We can use ***Pandas*** `read_parquet()` function to read in a Parquet file into a `DataFrame`.

In [None]:
%pip install pyarrow

In [None]:
df11 = pd.read_parquet('data/data.parquet')
df11

---

## Reading Data in Other Formats

Pandas have an extensive list of functions to read data from other formats.  You can find the full list of functions in the [Pandas documentation](https://pandas.pydata.org/docs/reference/io.html).
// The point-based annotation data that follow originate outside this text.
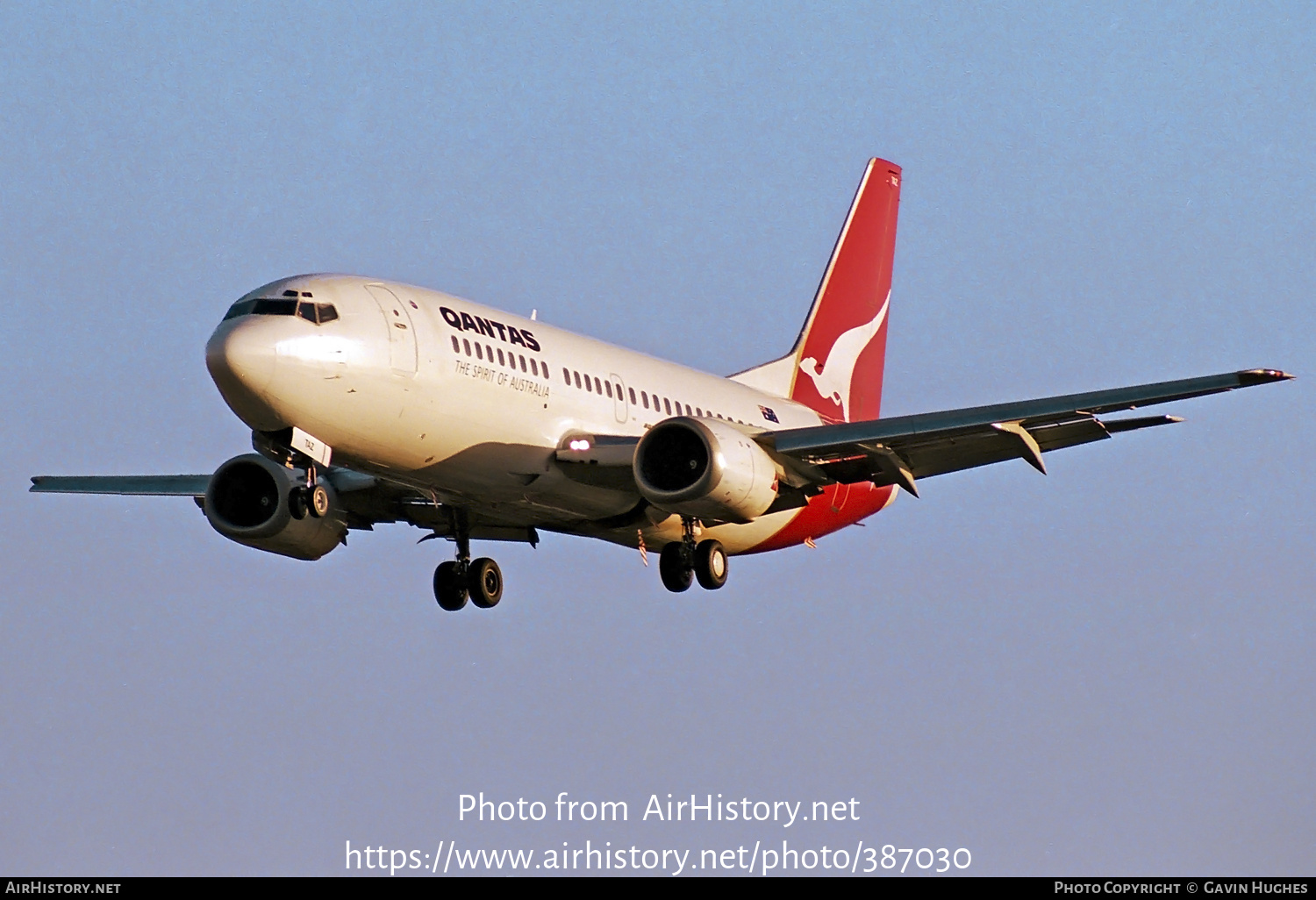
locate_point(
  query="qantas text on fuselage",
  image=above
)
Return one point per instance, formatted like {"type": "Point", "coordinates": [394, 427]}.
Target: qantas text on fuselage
{"type": "Point", "coordinates": [373, 402]}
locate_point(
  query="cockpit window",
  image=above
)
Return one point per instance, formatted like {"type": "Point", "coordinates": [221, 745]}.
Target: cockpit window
{"type": "Point", "coordinates": [240, 308]}
{"type": "Point", "coordinates": [312, 312]}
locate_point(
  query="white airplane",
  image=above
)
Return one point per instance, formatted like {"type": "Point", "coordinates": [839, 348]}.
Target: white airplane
{"type": "Point", "coordinates": [373, 402]}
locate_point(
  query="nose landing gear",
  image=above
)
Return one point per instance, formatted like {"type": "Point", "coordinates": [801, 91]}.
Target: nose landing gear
{"type": "Point", "coordinates": [682, 562]}
{"type": "Point", "coordinates": [478, 581]}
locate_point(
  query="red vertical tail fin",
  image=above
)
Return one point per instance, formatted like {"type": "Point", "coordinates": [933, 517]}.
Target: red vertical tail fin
{"type": "Point", "coordinates": [839, 357]}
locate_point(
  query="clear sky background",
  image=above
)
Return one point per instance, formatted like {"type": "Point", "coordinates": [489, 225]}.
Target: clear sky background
{"type": "Point", "coordinates": [1105, 670]}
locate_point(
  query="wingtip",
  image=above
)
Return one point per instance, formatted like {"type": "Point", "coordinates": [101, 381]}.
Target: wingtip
{"type": "Point", "coordinates": [1262, 376]}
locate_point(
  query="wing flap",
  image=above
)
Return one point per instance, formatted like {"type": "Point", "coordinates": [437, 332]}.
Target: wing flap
{"type": "Point", "coordinates": [820, 439]}
{"type": "Point", "coordinates": [165, 486]}
{"type": "Point", "coordinates": [910, 447]}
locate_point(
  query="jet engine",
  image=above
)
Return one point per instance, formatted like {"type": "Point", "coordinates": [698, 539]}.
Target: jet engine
{"type": "Point", "coordinates": [704, 468]}
{"type": "Point", "coordinates": [252, 500]}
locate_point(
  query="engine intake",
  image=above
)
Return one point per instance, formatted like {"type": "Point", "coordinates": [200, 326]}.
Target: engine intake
{"type": "Point", "coordinates": [704, 468]}
{"type": "Point", "coordinates": [247, 500]}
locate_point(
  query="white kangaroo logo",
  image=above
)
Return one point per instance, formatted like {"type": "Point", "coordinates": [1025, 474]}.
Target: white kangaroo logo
{"type": "Point", "coordinates": [833, 381]}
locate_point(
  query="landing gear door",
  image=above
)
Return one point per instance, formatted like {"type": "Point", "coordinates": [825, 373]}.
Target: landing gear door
{"type": "Point", "coordinates": [402, 332]}
{"type": "Point", "coordinates": [619, 397]}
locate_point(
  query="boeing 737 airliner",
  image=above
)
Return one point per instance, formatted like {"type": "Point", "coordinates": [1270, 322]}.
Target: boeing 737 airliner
{"type": "Point", "coordinates": [373, 402]}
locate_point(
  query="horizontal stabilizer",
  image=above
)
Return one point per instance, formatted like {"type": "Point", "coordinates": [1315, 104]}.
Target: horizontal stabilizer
{"type": "Point", "coordinates": [165, 486]}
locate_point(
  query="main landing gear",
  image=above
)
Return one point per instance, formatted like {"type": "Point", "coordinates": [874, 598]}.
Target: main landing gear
{"type": "Point", "coordinates": [478, 581]}
{"type": "Point", "coordinates": [681, 562]}
{"type": "Point", "coordinates": [312, 499]}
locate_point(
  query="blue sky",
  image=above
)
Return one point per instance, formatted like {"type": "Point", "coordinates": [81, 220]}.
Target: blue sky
{"type": "Point", "coordinates": [1107, 670]}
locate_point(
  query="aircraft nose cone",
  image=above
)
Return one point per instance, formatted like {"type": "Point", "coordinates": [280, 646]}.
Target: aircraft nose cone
{"type": "Point", "coordinates": [241, 358]}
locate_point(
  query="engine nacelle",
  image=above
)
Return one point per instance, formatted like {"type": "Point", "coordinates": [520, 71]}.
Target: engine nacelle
{"type": "Point", "coordinates": [704, 468]}
{"type": "Point", "coordinates": [247, 502]}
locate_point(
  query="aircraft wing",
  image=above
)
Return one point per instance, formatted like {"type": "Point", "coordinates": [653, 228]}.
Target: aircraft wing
{"type": "Point", "coordinates": [165, 486]}
{"type": "Point", "coordinates": [905, 449]}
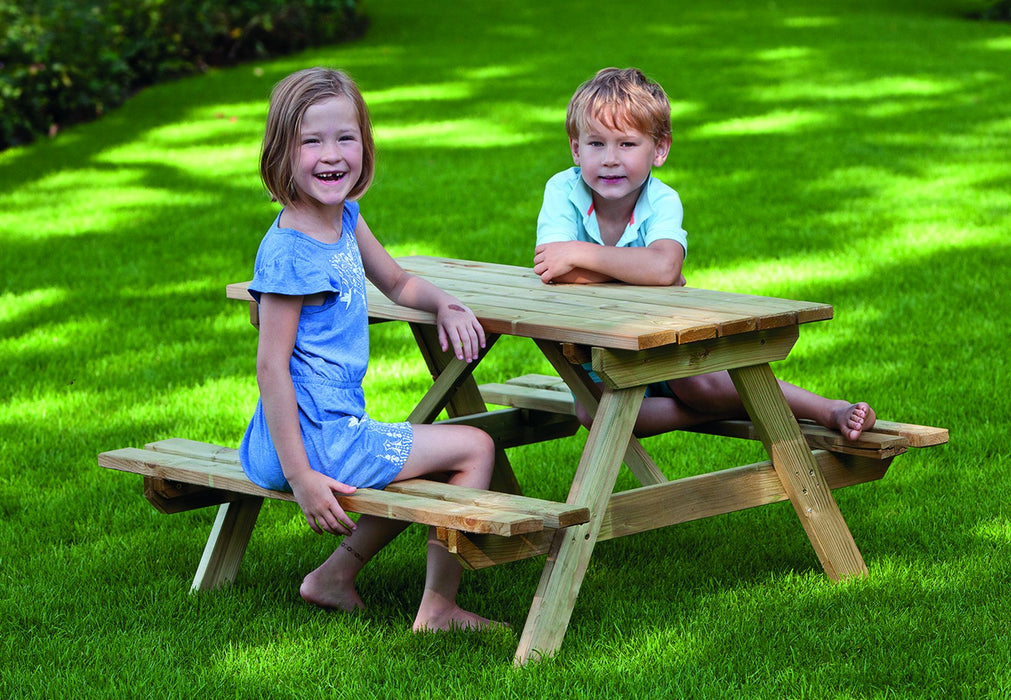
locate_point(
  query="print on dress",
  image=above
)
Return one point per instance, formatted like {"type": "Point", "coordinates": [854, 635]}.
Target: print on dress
{"type": "Point", "coordinates": [352, 286]}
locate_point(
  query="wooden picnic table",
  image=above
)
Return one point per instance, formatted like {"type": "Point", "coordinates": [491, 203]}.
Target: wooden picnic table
{"type": "Point", "coordinates": [633, 336]}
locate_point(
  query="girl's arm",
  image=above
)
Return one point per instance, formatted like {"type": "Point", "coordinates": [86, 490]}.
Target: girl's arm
{"type": "Point", "coordinates": [457, 325]}
{"type": "Point", "coordinates": [313, 491]}
{"type": "Point", "coordinates": [659, 264]}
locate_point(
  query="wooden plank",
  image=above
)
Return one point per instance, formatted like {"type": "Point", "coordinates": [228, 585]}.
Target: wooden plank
{"type": "Point", "coordinates": [622, 368]}
{"type": "Point", "coordinates": [519, 279]}
{"type": "Point", "coordinates": [465, 399]}
{"type": "Point", "coordinates": [174, 497]}
{"type": "Point", "coordinates": [366, 501]}
{"type": "Point", "coordinates": [801, 476]}
{"type": "Point", "coordinates": [553, 514]}
{"type": "Point", "coordinates": [230, 535]}
{"type": "Point", "coordinates": [886, 439]}
{"type": "Point", "coordinates": [917, 435]}
{"type": "Point", "coordinates": [671, 503]}
{"type": "Point", "coordinates": [636, 457]}
{"type": "Point", "coordinates": [513, 299]}
{"type": "Point", "coordinates": [516, 427]}
{"type": "Point", "coordinates": [528, 398]}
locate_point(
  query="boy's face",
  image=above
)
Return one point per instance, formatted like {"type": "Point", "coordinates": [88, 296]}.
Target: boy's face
{"type": "Point", "coordinates": [616, 162]}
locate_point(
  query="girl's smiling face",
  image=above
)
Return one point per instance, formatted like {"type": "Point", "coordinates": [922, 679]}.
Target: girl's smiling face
{"type": "Point", "coordinates": [615, 162]}
{"type": "Point", "coordinates": [330, 153]}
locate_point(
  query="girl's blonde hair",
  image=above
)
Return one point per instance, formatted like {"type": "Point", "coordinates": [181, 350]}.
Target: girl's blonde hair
{"type": "Point", "coordinates": [288, 102]}
{"type": "Point", "coordinates": [620, 99]}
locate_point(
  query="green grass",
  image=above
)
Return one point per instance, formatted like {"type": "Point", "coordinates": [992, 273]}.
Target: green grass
{"type": "Point", "coordinates": [853, 153]}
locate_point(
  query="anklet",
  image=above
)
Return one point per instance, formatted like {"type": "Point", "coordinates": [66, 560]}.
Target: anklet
{"type": "Point", "coordinates": [355, 553]}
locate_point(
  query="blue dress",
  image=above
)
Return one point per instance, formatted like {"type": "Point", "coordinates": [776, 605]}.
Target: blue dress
{"type": "Point", "coordinates": [328, 364]}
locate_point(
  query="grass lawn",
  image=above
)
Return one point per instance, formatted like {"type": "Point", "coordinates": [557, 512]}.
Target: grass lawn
{"type": "Point", "coordinates": [853, 153]}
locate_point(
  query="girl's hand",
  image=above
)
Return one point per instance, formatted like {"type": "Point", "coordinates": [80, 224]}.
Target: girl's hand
{"type": "Point", "coordinates": [314, 494]}
{"type": "Point", "coordinates": [458, 327]}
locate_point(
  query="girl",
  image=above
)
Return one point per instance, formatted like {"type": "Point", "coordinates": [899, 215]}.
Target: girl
{"type": "Point", "coordinates": [309, 433]}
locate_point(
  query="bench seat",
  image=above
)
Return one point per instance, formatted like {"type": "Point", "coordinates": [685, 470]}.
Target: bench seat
{"type": "Point", "coordinates": [184, 474]}
{"type": "Point", "coordinates": [887, 439]}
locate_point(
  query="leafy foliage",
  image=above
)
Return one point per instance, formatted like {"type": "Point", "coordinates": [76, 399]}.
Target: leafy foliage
{"type": "Point", "coordinates": [66, 61]}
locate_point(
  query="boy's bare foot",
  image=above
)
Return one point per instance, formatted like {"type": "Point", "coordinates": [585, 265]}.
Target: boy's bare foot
{"type": "Point", "coordinates": [439, 615]}
{"type": "Point", "coordinates": [326, 593]}
{"type": "Point", "coordinates": [852, 419]}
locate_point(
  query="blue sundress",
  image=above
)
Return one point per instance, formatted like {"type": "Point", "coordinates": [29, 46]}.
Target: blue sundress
{"type": "Point", "coordinates": [328, 365]}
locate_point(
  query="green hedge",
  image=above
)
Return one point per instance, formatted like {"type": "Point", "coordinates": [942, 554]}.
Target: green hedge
{"type": "Point", "coordinates": [68, 61]}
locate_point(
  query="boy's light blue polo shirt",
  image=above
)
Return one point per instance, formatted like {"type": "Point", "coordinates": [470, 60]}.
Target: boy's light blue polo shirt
{"type": "Point", "coordinates": [567, 213]}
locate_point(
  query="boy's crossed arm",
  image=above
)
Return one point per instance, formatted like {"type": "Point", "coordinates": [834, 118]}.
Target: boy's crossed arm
{"type": "Point", "coordinates": [581, 262]}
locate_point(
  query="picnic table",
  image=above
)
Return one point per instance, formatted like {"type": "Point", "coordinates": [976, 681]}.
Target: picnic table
{"type": "Point", "coordinates": [632, 336]}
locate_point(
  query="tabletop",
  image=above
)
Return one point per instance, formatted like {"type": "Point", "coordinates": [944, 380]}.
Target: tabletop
{"type": "Point", "coordinates": [513, 300]}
The most notable not demonstrated are:

- `read_table()` - Read general delimited file into DataFrame
- `read_feather()` - Load a feather-format object from the file path - feather is a fast, lightweight, and easy-to-use binary file format for storing data frames
- `read_gbq()` - Load data from Google BigQuery
- `read_pickle()` - Load pickled pandas object (or any object) from file - a pickled pandas object is a serialized version of a pandas object that can be saved to disk and loaded back into memory

---

## What about Streamed Data?

Data from streaming sources, such as Kafka, take a little more work to read into a `DataFrame`.  You would need to use a library such as `confluent_kafka` to read the data from the stream and then convert it into a `DataFrame`.  This will be covered in another session!